Why it matters for logging
Recirculation can stretch how long a compound stays active, which complicates how a journal links a dose to an observed effect. A reading taken many hours after intake may still be sampling material from a second or third pass, not a clean post-dose baseline. Without that context, exposure looks shorter than it is.
What it changes about exposure
The loop can shift the curve in several ways.
- Effective half-life lengthens because the body re-encounters the same material.
- Late secondary peaks can appear after intake, sometimes near a meal that triggers bile release.
- Stacks with multiple recycled compounds can interact in ways simple dose math does not catch.
Food and stack interactions
Bile flow rises with fat-containing meals, which can change a recirculation peak after intake. A compound that binds bile components in the gut may shorten the loop and reduce later exposure. When stacking oral products, this can make the effective exposure of a recycled compound harder to interpret. Reviewing overlap between compounds with shared elimination paths helps surface these effects.

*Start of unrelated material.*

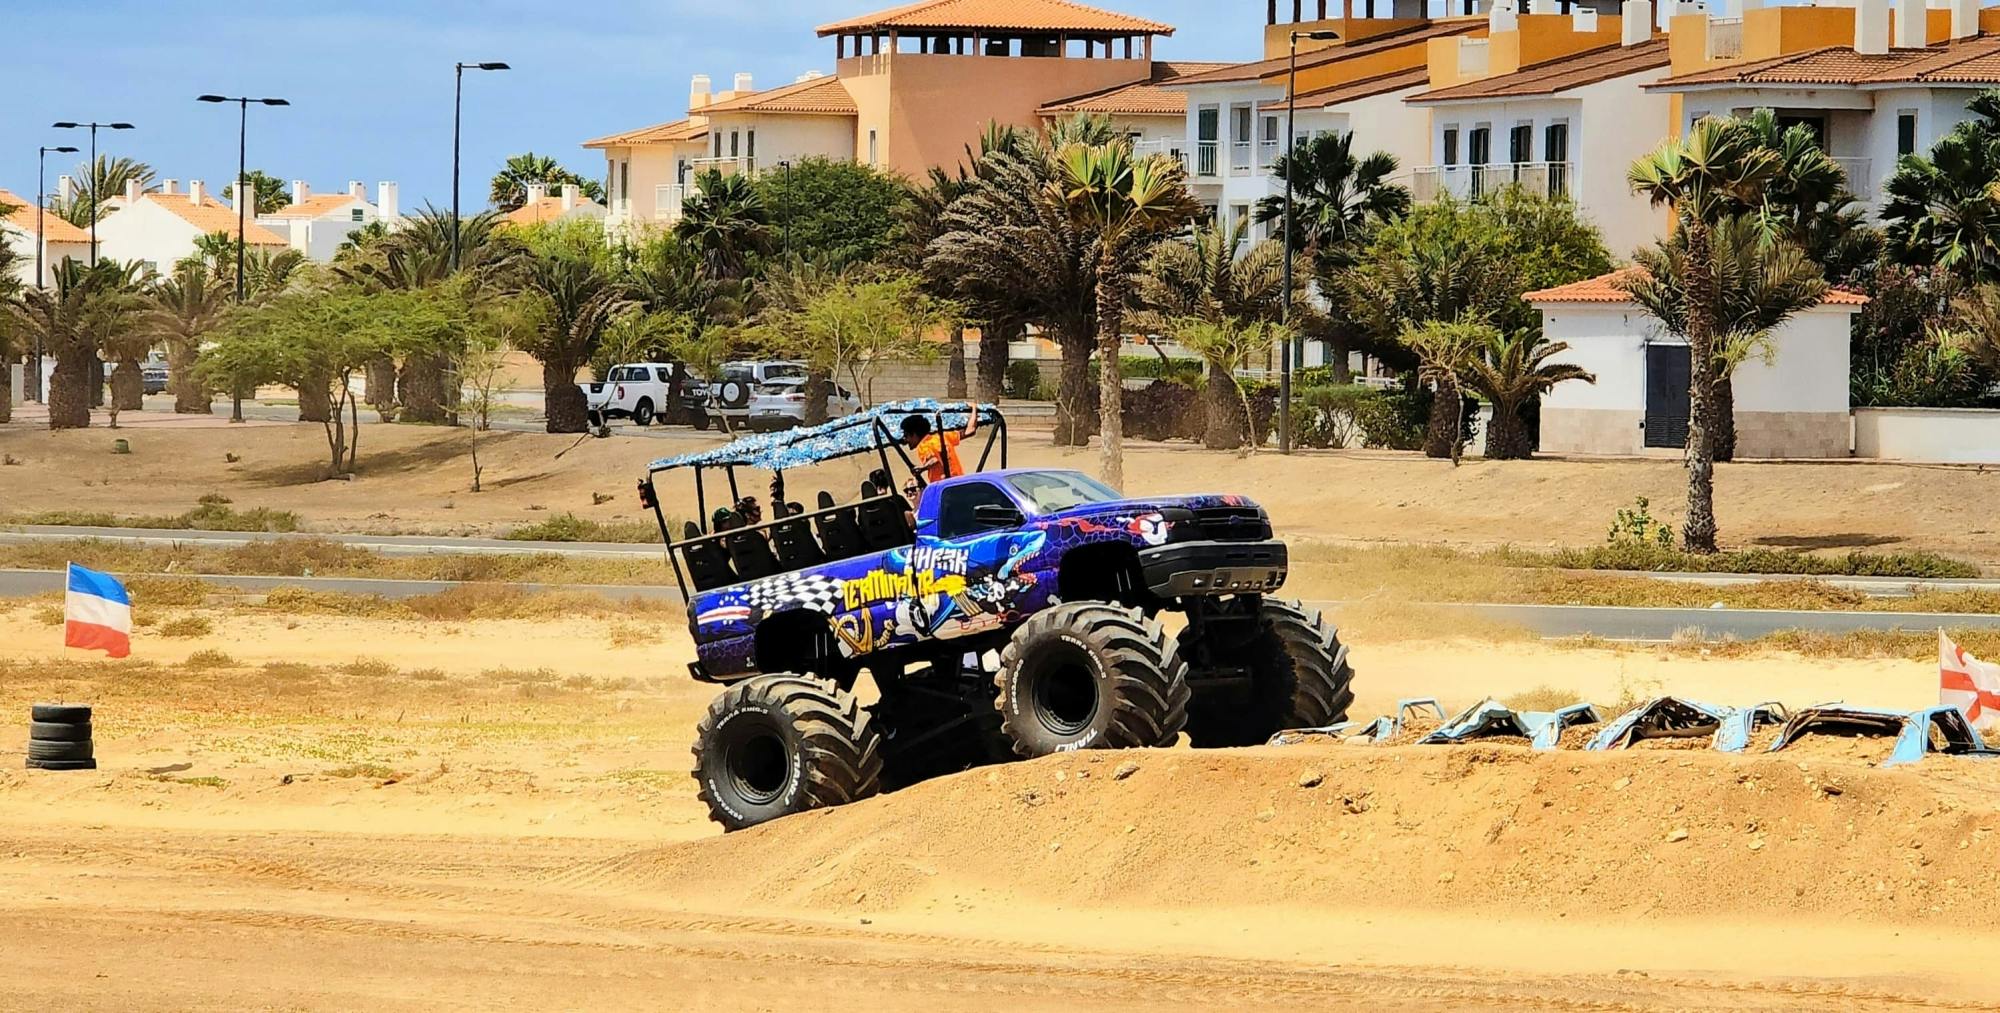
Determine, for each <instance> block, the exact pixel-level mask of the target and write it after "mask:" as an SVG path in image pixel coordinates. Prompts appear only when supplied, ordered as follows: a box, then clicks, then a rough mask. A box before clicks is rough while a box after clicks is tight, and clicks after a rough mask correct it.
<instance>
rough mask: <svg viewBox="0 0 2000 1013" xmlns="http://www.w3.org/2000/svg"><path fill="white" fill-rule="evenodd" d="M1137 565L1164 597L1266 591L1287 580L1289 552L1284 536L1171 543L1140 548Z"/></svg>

Relation to dosing frequency
For recycled compounds, dosing frequency is harder to interpret from the first peak alone because later exposure can still be part of the same loop.
Practical action step
For compounds with known recirculation behavior, keep route, food context, and logging windows consistent before judging whether a later reading belongs to a new dose or residual exposure.
Uncertainty and limits
- Recirculation magnitude varies widely by compound, gut transit, and microbiome state.
- Many labels do not describe second-peak effects in real routines.
Cross-site references
How this appears in Unfair
Unfair flags compounds with notable recirculation behavior when comparing journal entries, and widens attribution windows so a late effect is not blamed on an unrelated recent dose.
Clinical safety note
If a compound with strong recirculation produces stacking side effects, pause changes and consult a clinician before changing amount or shortening cycles.